In England such a ceiling arrangement in plaster was called "pargetry" and was a Tudor manner of decorating an important room. How appropriate to find the Royal Arms of England in the room in Sherwood's which was used by His Majesty's Governor and Council. That was one of the great archaeological finds of America, and the translation of the inscription one of the great interpretations.

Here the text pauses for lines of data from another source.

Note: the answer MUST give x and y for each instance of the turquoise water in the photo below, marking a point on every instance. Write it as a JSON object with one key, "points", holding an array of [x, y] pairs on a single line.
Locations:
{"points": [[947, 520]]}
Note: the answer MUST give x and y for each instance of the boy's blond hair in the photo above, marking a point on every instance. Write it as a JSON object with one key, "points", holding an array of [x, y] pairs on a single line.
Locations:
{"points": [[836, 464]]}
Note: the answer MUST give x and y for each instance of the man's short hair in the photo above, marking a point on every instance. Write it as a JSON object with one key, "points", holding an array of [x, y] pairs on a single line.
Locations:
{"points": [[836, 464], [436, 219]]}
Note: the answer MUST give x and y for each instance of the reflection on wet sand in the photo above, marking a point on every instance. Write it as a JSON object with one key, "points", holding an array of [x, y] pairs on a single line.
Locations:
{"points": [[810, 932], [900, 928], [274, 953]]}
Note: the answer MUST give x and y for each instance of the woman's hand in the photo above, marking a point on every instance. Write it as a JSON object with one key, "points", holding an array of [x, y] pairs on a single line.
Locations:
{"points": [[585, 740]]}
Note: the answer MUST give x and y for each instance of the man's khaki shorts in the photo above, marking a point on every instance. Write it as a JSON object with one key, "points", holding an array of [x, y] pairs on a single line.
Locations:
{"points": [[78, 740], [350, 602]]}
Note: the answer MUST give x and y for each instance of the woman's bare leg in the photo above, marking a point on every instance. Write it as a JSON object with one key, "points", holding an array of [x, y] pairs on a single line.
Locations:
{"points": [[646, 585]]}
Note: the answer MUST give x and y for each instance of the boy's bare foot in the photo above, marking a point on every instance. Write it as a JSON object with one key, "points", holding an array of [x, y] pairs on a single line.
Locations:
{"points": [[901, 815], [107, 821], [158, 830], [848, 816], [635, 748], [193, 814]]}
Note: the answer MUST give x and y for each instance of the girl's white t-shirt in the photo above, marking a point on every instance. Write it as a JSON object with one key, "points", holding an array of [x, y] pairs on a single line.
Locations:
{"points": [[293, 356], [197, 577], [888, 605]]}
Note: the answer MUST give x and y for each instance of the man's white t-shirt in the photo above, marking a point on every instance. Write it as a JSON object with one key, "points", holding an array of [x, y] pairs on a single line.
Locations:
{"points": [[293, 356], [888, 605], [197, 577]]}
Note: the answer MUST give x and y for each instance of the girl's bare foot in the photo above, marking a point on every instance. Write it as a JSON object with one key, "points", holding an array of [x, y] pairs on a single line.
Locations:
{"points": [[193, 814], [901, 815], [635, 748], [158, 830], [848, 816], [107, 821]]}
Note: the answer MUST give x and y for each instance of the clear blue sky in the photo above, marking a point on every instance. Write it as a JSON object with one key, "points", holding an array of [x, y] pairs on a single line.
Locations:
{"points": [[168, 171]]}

The important, widespread, and non-perishable building material of tidewater was brick; and when we take up the subject of seventeenth-century brickwork, we may still with justification hover about the ruins of "William Sherwood's House" at Jamestown as a starting point. It was there were found the largest and most varied collection of rubbed or gauged brick in that capital city. By "gauging"—and we have mentioned the term before in describing certain church doorways,—we mean that the bricks have been cut and finished off by rubbing upon a sandstone. In England by 1660, only about seventeen years before Mr. Sherwood's home was erected, gauged bricks had become widely popular. Such bricks were usually lighter in color than the run-of-the-mill bricks, and were employed on cornices, belt or string courses, quoins at the corners of buildings, and the heads and jambs of openings. They dressed up an edifice in the eye of the seventeenth-century beholder.